Pappajohn is the director of Winter Harp, and ensemble of musicians who for 24 years have been performing Christmas carols using medieval instruments and arrangements. Pappajohn herself plays the harp.
“The harp is one of the oldest instruments and when you pluck a harp string, that sound that you hear is exactly what you would have heard 4,000 years ago,” she said.
“When you hear a harp, you’re hearing a very ancient sound and then we combine that with flute, which is another old sound, and percussion, which is the oldest instrument. That really takes us back and we have memories, we have inherited memories that are in there, of those sounds.”
The other members of Winter Harp — Jeff Pelletier, Bruce Henczel, Lauri Lyster, Krista Gibbard, Lani Krantz, Adam Henderson and Amy Stephen — play familiar instruments like the violin, cello and piccolo, as well as ancient, unpronounceable devices like the psaltery, organistrum and nyckelharpa.
“So you’re hearing some very old sounds that you’re not going to hear, A: on the radio, B: anywhere else. And it’s all beautiful,” Pappajohn said.
Winter Harp is performing a pair of shows at the Port Theatre on Dec. 9. Aside from playing well-known traditionals, Pappajohn said she looks for more obscure, “lost carols,” to incorporate into the set. Along with the period music, the performers are all dressed in medieval apparel and are surrounded by candles while standing before backdrops of castles and cathedrals.
It wasn’t always that elaborate. Pappajohn and Winter Harp artistic consultant Alan Woodland conceived of the show around 30 years ago as a reading of the Dylan Thomas poem A Child’s Christmas in Wales with flute and hap accompaniment.
“It was such a success that we kept doing it and adding more concerts and suddenly we said, ‘Hey, we need a name,’ and so Winter Harp was its name,” she said.
“And each year we’d do a concert, it would sell out so we’d add another one, it would sell out and it just kept going.”
Pappajohn said she and Woodland had no idea where their Winter Harp project would lead them. They were just following their shared passion.
“We were just doing it because we love it.

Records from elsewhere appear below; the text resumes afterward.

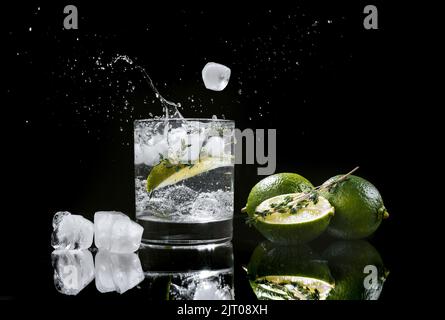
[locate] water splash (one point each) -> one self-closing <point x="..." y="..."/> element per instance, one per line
<point x="170" y="108"/>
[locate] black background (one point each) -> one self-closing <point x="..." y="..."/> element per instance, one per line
<point x="308" y="69"/>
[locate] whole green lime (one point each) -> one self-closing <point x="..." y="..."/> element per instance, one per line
<point x="287" y="220"/>
<point x="359" y="208"/>
<point x="275" y="185"/>
<point x="351" y="264"/>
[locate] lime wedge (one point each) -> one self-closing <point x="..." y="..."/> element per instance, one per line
<point x="280" y="219"/>
<point x="165" y="173"/>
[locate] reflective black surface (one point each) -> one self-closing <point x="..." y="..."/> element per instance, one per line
<point x="328" y="269"/>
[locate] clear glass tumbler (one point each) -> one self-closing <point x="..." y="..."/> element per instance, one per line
<point x="184" y="172"/>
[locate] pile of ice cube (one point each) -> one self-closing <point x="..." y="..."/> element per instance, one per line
<point x="117" y="267"/>
<point x="112" y="230"/>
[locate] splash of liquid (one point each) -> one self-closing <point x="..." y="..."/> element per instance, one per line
<point x="170" y="108"/>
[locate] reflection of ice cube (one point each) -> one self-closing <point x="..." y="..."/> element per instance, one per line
<point x="117" y="272"/>
<point x="215" y="76"/>
<point x="73" y="270"/>
<point x="211" y="290"/>
<point x="71" y="231"/>
<point x="114" y="231"/>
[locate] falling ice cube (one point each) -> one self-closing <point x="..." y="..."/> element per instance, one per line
<point x="117" y="271"/>
<point x="114" y="231"/>
<point x="215" y="76"/>
<point x="73" y="270"/>
<point x="71" y="231"/>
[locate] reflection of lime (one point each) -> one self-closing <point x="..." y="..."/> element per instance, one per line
<point x="280" y="219"/>
<point x="288" y="273"/>
<point x="358" y="207"/>
<point x="166" y="173"/>
<point x="274" y="185"/>
<point x="347" y="261"/>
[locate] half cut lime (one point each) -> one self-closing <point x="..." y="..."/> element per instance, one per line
<point x="288" y="219"/>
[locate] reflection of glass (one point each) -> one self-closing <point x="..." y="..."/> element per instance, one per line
<point x="343" y="272"/>
<point x="75" y="269"/>
<point x="184" y="172"/>
<point x="203" y="272"/>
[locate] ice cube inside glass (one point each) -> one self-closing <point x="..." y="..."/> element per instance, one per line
<point x="184" y="172"/>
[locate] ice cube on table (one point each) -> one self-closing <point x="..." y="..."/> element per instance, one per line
<point x="215" y="76"/>
<point x="114" y="231"/>
<point x="73" y="270"/>
<point x="71" y="231"/>
<point x="117" y="271"/>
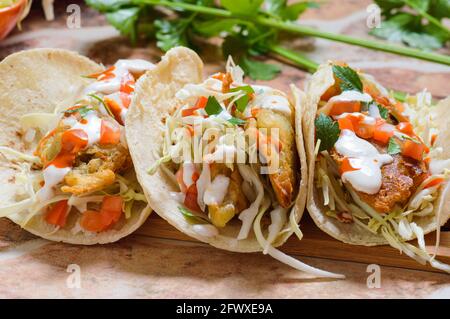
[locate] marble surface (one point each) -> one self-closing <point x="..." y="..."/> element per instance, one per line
<point x="147" y="267"/>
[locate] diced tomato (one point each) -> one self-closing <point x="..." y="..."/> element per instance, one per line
<point x="371" y="89"/>
<point x="109" y="133"/>
<point x="195" y="176"/>
<point x="433" y="139"/>
<point x="111" y="209"/>
<point x="399" y="107"/>
<point x="109" y="214"/>
<point x="190" y="130"/>
<point x="345" y="124"/>
<point x="125" y="98"/>
<point x="200" y="104"/>
<point x="57" y="214"/>
<point x="127" y="84"/>
<point x="115" y="108"/>
<point x="405" y="127"/>
<point x="413" y="149"/>
<point x="340" y="107"/>
<point x="435" y="182"/>
<point x="365" y="130"/>
<point x="188" y="112"/>
<point x="72" y="141"/>
<point x="180" y="181"/>
<point x="346" y="166"/>
<point x="383" y="132"/>
<point x="255" y="111"/>
<point x="383" y="100"/>
<point x="190" y="200"/>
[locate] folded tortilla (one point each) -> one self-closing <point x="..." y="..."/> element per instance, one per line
<point x="39" y="81"/>
<point x="354" y="233"/>
<point x="156" y="100"/>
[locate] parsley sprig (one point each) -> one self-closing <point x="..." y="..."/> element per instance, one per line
<point x="414" y="23"/>
<point x="249" y="28"/>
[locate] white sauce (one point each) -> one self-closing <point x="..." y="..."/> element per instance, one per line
<point x="268" y="98"/>
<point x="122" y="68"/>
<point x="205" y="230"/>
<point x="188" y="171"/>
<point x="203" y="183"/>
<point x="52" y="177"/>
<point x="365" y="119"/>
<point x="438" y="166"/>
<point x="135" y="65"/>
<point x="365" y="158"/>
<point x="216" y="191"/>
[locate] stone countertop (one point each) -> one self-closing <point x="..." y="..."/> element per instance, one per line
<point x="140" y="266"/>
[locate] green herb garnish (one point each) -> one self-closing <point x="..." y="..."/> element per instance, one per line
<point x="327" y="131"/>
<point x="242" y="102"/>
<point x="393" y="147"/>
<point x="350" y="80"/>
<point x="213" y="106"/>
<point x="236" y="121"/>
<point x="415" y="23"/>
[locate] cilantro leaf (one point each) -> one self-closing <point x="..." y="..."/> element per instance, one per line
<point x="290" y="12"/>
<point x="393" y="147"/>
<point x="211" y="28"/>
<point x="236" y="121"/>
<point x="213" y="106"/>
<point x="403" y="23"/>
<point x="243" y="7"/>
<point x="259" y="70"/>
<point x="384" y="112"/>
<point x="125" y="21"/>
<point x="191" y="217"/>
<point x="327" y="131"/>
<point x="171" y="33"/>
<point x="242" y="102"/>
<point x="350" y="80"/>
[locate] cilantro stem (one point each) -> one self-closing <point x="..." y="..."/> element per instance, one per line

He’s a writer, he would write the poems and the stories, I’m the composer-arranger, and we just did it out of our absolute passion for Christmas and winter,” she said.
“We could talk for hours about the darkness of the year and how that was for ancient cultures and how important the return of the sun was so him and I, we would just philosophize about it for hours, literally, because we just love it.”
WHAT’S ON … Winter Harp performs twice at the Port Theatre on Saturday, Dec. 9 at 3:30 p.m. and 7:30 p.m. Tickets are $42 for adults, $38 for members and $12.50 for youth and students. $5 eyeGO tickets are available for high school students.